Addressing the planning department’s questions, White made findings that the project will promote scenic beauty and public safety, encourage growth, enhance the resort experience, and preserve and protect property values.
The Chamber’s overall plan has been complicated by the fact that the signs will sit not only along county roadways, but also on federal, state and private right of ways.
Next up: “We still have to apply for final approval for the signs,” said Hamilton, who has already been working on the project for two years.
This means Hamilton, with architects and engineers from CTA signs, will apply to Gallatin and Madison counties and to the Montana Department of Transportation for approval of the proposed signs, including size, design, content and location.
The DOT has strict safety specifications for sign materials and construction.
“When you put a sign in the DOT right of way, there are certain parameters that all parties involved need to agree on,” Hamilton said. The Chamber, he said, is leading this project and will thus be assuming responsibility for installing, insuring and maintaining the signs.
Currently, the Chamber is sticking with the plan to use the black diamond, blue square and green circle themes to denote destinations at the mountain, canyon and meadow, respectively. The plan to use steel and wood has changed to overlaying a graphic that looks like steel and wood atop the DOT’s regulation materials.
The signs will be a community asset, owned and maintained by the Chamber, Hamilton said. They’ll also be designed to minimize maintenance.
“We have substantial services and attractions to offer,” Chamber president David O’Connor said. “Many of those people are on a vacation, looking to do cool things. One of the most basic fundamental things [we can do is] tell them those things are here when they’re driving by.”
Hamilton has held a series of public meetings with individuals and businesses about all of these projects, taking comments about the design, placement, wording and other details.
The project will be in line with the Chamber’s new branding campaign, O’Connor said. “This is not a billboard program, we’re not looking to alter the pristine experience.”
Hamilton is also working with CTA to get permits for the lighting. The lights, probably six of them in all, will line Lone Mountain Trail at the turnoff.
“We want that Spur Road to be a subtle path,” O’Connor said. “Because so many people come at night, it would identify that as a turning place into the community.”
Once the Chamber chooses a light pole and fixture style, Hamilton will put it out for public comment.
The light poles will serve a double purpose in branding the community by holding banners for event promotion and community branding messages.
The Chamber is still in preliminary planning for the entryway monument project.
“We spend so much time and effort, collectively and individually, to bring people to this community and to tell the Big Sky story,” O’Connor said. “We need to illustrate to people that they’ve gotten here.”
“I shudder to think of how many people pass by the intersection that have no clue there’s anything up there.”

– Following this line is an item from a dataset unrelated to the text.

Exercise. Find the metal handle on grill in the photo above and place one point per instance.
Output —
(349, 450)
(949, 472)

The double-sided monument, which will be a maximum of 35 feet tall by 90 feet long, would sit perpendicular to Highway 191.
Hamilton has been talking to Conoco owner Renae Schumacher about putting it on the strip of lawn just west of the Conoco sign, which is also more than 30 feet tall. Some of the $15,000 in resort tax funding will pay an attorney to help draft an easement, and the rest would go to design.
“This project in particular needs to have buy-in by the community,” Hamilton said. He plans to hold additional public meetings during the design process.
As well, he says, it’s going to be a significant community effort. In addition to asking for resort tax funding, the Chamber will ask contractors, masons, landscapers, irrigators and others to help out as much as they can.
“It’s going to be one of those barn raising projects, as I see it,” Hamilton said. “Let’s show our community pride by coming together to build a community asset like this.”